La manifestation du 17 novembre vise non seulement à honorer la mémoire et le combat des victimes de 1973 mais aussi à rappeler le message de ce soulèvement. Massives dans un premier temps, ces manifestations conservent un caractère revendicatif et rassemblent toujours plusieurs milliers de manifestants.

Fidèle à sa stratégie de la tension, le gouvernement de coalition actuel, rassemblant les conservateurs de la Nouvelle démocratie et les restes du parti socialiste, a jeté de l’huile sur le feu en prévision de la manifestation d’aujourd’hui, qui donne régulièrement lieu à des affrontements avec les forces de l’ordre.

Après avoir, dans un premier temps, ordonné la fermeture de plusieurs sites universitaires afin d’empêcher, selon la version officielle, toute tentative d’occupation par les étudiants, entraînant une mobilisation des syndicats étudiants qui ont été chargés par les CRS, l’enceinte de Polytechnique a été ouverte au public.

La manifestation devrait être importante aujourd’hui, offrant l’occasion de s’élever une nouvelle fois contre la politique du gouvernement actuel, qui en dépit des annonces d’une reprise de la croissance, doit faire face à la colère des 27% de chômeurs, des salariés précarisés, des ménages ayant subi la baisse de leurs revenus et faisant face à l’impossibilité de rembourser leurs emprunts, des usagers des services publics constatant la dégradation constante des services de santé et d’éducation.

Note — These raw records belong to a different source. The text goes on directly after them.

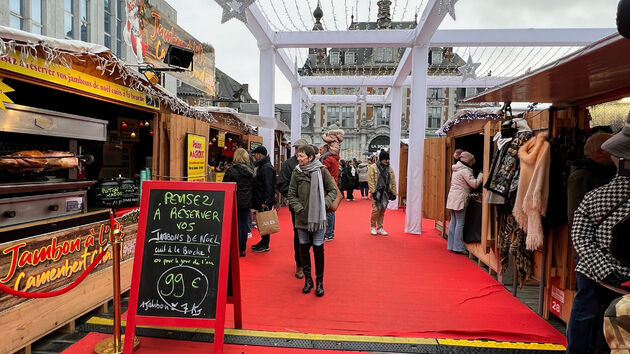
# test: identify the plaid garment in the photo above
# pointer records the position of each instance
(592, 244)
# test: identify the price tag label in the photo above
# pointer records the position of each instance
(557, 300)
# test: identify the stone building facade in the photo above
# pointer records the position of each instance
(367, 126)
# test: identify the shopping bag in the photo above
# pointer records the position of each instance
(335, 204)
(267, 222)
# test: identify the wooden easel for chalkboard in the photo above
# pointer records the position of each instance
(186, 254)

A titre d’exemple, afin de prendre la mesure de la situation économique et sociale actuelle, il suffit de mentionner les déclarations du ministre de l’Education, Monsieur Loverdos, issu du PS, qui n’a pas hésité à affirmer, le 7 novembre, qu’il envisageait de demander à des professeurs d’enseigner de manière bénévole, sans rémunération, afin de combler les quelques 1000 postes d’enseignants vacants dans les écoles. Tout en concédant que cette mesure était difficile à accepter, il a justifié ce projet par les contraintes budgétaires pesant sur son ministère.

Le cortège des manifestants se lancera aujourd’hui avec comme mots d’ordre « pain, éducation, liberté » ou encore « la dictature ne s’est pas terminée en 1973 ».